Je me retournai dans mon lit. Il faisait nuit noire et je tentais de sortir du brouillard opaque dans lequel j'étais engluée. Morphée me maintenait prisonnière de ses bras puissants mais mon cerveau embrumé avait été tiré du sommeil par l'impression d'entendre quelque chose. Complètement dans le cirage, je me dis que j'avais dû rêver. Je ne fis même pas l'effort d'ouvrir les yeux - mes paupières me paraissaient peser une tonne - quand j'entendis plus nettement un chant curieux. Je mourais d'envie de dormir et n'avais pas la force de lutter contre la torpeur qui continuait de m'envahir. Mais j'aurais juré que des chèvres étaient en train de chanter dehors.

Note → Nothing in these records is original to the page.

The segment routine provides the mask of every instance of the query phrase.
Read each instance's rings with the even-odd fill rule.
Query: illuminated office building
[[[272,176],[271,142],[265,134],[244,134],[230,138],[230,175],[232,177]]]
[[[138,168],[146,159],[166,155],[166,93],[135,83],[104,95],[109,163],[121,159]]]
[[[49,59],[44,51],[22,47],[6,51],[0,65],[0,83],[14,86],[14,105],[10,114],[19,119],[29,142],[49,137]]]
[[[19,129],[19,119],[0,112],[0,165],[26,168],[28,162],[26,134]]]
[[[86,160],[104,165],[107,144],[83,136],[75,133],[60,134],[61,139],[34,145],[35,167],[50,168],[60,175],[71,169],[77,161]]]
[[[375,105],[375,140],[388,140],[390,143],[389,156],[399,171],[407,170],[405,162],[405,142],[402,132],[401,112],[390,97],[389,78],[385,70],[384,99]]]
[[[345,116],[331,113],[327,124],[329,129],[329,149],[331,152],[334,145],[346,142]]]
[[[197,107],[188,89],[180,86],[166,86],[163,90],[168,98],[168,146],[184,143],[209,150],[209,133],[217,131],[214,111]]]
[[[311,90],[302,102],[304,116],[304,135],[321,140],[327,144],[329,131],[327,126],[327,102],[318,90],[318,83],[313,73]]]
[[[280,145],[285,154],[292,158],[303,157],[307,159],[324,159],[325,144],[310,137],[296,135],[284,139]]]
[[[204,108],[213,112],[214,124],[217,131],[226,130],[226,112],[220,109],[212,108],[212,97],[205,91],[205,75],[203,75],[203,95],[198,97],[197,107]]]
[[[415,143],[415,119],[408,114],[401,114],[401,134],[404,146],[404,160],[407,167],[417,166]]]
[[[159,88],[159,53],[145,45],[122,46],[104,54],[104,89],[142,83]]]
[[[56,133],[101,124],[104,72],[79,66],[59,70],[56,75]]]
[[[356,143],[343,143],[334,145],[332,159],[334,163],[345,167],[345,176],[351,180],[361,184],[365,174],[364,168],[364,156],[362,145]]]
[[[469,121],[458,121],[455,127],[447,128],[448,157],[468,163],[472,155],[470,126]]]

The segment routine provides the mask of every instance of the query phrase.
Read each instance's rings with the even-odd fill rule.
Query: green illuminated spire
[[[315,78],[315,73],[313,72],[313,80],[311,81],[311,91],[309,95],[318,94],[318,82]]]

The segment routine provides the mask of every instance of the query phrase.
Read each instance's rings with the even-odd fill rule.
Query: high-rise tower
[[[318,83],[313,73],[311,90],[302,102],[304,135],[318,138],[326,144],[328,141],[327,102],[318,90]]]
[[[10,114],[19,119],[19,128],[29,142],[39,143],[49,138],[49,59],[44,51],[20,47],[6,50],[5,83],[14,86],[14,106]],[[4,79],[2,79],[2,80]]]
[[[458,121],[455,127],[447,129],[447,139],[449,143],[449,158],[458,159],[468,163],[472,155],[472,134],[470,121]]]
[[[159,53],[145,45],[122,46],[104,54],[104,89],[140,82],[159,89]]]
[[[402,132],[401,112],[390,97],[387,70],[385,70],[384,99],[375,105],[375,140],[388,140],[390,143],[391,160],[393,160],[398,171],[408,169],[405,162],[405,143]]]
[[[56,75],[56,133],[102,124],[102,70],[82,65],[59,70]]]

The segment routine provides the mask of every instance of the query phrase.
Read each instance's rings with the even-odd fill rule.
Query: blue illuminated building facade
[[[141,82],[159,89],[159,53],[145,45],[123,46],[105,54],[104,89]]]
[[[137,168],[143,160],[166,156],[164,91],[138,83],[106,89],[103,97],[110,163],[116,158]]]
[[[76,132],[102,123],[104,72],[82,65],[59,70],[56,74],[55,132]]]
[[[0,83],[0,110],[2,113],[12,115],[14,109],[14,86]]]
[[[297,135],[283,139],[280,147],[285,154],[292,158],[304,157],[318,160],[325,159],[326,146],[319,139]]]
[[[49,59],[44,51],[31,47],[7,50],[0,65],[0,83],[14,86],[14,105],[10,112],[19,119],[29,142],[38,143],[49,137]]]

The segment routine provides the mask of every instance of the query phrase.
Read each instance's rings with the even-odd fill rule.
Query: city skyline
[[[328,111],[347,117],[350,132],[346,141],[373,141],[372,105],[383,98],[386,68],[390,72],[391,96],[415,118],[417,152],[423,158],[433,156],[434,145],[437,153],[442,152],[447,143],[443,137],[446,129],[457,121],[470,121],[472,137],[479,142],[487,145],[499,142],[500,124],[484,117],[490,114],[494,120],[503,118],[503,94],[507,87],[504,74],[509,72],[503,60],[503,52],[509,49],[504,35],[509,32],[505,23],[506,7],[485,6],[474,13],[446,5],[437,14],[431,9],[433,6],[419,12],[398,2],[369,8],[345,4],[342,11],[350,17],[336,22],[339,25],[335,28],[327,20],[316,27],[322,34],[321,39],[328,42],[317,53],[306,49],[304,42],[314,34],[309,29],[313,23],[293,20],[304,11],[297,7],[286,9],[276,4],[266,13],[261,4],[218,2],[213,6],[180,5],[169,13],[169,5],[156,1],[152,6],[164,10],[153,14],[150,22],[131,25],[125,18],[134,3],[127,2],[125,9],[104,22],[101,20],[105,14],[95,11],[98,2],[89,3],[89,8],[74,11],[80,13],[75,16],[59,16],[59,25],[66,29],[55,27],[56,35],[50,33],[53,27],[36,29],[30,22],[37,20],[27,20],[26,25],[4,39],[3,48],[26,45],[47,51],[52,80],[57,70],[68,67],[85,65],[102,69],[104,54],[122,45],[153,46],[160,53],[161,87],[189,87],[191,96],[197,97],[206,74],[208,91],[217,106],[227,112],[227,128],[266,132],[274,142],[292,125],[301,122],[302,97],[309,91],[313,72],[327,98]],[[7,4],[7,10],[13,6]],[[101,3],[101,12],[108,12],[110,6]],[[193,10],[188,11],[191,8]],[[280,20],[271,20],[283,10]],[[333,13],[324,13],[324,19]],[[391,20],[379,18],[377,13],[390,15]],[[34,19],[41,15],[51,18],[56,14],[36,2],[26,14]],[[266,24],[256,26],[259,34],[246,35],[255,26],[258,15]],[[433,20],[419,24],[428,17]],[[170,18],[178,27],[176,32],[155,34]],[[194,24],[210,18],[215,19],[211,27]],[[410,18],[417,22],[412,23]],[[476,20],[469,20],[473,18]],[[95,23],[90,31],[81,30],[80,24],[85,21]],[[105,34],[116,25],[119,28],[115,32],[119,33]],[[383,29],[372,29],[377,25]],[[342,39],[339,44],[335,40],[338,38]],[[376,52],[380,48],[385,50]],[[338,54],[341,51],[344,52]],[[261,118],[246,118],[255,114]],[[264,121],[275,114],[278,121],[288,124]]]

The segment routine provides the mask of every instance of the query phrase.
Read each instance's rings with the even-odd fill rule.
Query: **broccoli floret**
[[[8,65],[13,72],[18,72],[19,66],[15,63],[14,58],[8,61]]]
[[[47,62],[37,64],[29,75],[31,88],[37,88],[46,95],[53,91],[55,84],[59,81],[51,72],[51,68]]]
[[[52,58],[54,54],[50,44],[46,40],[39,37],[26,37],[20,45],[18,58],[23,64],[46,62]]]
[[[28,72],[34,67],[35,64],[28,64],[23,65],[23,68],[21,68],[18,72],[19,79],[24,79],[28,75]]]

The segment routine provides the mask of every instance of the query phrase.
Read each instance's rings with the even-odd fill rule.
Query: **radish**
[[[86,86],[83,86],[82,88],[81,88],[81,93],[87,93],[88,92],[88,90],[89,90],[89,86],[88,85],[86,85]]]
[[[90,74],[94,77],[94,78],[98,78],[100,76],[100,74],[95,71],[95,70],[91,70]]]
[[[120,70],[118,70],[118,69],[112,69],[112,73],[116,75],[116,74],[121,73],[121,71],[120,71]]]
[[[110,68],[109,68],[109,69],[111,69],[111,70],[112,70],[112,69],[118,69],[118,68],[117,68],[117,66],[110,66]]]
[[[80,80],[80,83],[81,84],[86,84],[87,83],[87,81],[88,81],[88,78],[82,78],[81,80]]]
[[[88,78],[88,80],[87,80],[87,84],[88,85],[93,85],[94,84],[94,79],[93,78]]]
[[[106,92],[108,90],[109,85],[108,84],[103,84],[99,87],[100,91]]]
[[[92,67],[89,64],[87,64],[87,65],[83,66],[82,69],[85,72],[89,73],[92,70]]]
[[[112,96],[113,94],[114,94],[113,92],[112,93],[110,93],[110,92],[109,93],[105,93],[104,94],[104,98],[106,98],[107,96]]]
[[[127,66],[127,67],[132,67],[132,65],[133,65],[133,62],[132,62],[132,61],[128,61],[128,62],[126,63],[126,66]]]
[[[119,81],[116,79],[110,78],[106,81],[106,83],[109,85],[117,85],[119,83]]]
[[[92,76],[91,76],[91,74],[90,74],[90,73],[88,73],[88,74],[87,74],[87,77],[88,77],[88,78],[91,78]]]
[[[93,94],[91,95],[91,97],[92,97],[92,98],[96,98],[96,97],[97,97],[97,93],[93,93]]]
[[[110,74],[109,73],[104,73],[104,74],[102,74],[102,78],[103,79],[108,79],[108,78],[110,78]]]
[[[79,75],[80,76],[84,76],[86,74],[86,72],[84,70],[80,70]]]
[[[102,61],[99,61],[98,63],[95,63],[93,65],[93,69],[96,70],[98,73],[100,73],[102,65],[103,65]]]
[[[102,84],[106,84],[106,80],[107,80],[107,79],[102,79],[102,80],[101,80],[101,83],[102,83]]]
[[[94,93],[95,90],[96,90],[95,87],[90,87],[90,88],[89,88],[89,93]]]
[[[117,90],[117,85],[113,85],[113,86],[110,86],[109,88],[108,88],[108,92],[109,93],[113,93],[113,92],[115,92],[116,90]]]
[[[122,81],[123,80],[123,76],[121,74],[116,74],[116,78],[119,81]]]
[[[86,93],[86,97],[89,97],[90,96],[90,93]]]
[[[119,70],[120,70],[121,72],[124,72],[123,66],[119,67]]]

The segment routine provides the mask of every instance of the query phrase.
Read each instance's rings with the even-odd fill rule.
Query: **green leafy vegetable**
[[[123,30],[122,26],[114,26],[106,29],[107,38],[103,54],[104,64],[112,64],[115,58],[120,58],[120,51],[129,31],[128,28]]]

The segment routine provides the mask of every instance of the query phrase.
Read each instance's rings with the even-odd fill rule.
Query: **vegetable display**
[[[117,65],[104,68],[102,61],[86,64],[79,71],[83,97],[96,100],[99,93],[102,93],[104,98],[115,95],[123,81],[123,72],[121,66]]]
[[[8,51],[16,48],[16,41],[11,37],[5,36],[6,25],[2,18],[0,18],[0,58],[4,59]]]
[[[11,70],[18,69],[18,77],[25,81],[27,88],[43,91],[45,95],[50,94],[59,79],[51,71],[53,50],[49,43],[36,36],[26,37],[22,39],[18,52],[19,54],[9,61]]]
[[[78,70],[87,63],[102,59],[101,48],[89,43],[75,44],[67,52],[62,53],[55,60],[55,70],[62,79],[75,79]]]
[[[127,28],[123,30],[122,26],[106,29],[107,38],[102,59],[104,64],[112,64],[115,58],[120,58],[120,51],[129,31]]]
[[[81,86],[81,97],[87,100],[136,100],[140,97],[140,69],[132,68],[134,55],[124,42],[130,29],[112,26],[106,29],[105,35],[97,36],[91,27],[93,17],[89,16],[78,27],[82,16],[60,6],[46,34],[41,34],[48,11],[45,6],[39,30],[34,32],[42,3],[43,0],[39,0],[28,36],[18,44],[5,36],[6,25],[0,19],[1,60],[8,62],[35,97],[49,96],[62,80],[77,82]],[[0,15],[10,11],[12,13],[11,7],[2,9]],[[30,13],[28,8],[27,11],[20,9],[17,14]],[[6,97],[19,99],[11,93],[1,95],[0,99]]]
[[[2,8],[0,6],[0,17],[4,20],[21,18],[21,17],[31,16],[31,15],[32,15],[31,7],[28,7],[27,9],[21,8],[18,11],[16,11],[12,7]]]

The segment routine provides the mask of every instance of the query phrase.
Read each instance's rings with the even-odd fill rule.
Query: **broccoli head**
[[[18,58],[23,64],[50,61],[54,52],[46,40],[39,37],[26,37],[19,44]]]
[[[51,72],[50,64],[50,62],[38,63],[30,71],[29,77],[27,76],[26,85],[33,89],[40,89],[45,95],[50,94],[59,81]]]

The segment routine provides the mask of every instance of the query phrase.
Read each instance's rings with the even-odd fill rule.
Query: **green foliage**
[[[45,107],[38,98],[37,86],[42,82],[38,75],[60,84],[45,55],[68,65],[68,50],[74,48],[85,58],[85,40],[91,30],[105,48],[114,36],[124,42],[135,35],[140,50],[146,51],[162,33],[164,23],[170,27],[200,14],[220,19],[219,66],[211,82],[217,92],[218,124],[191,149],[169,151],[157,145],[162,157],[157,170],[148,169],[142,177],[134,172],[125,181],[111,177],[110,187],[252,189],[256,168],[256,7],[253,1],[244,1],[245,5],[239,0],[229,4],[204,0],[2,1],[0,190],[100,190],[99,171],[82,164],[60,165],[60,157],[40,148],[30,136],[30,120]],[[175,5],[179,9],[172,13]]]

« Et puis de temps en temps, un air de vieille romanceuuuh, semble donner la cadenceuuuh, pour fauter, pour fauter, dans les bois dans les préééés, du côté du côtéééé de Nogeeennnt ! »

Pendant une fraction de seconde, j'eus le temps de trouver mon rêve vraiment étrange mais me replongeai aussitôt dans le sommeil.

Le lendemain matin, je me réveillai tard. Le soleil brillait déjà et il faisait très clair dans ma chambre. Je me frottai les yeux, m'assis sur mon lit et repensai avec une désagréable sensation que mon avant-dernier jour venait de commencer. Comme je l'avais promis à Sœur Marie Lazare, une partie de mon week-end serait dédié à la pâtisserie. Clafoutis pour tout le monde, offert par la maison. Je me levai, m'habillai pour une fois en jupe puisqu'on ne travaillait pas et descendis à la cuisine.

Alors que je traversai le couloir en évitant de marcher sous les poutres tout en tachant de ne pas marcher non plus sur les jointures des dalles, je shootai dans un objet qui rebondit sur le sol et roula. Je baissai les yeux et tombai sur le cadavre de la bouteille de liqueur de mirabelle de la veille au soir. Je la ramassai pour aller la mettre à la cave, les sœurs recyclaient tout, en pestant contre Augustine qui en plus de n'avoir pas été très raisonnable, venait d'ajouter trois minutes entre mon petit-déjeuner et moi.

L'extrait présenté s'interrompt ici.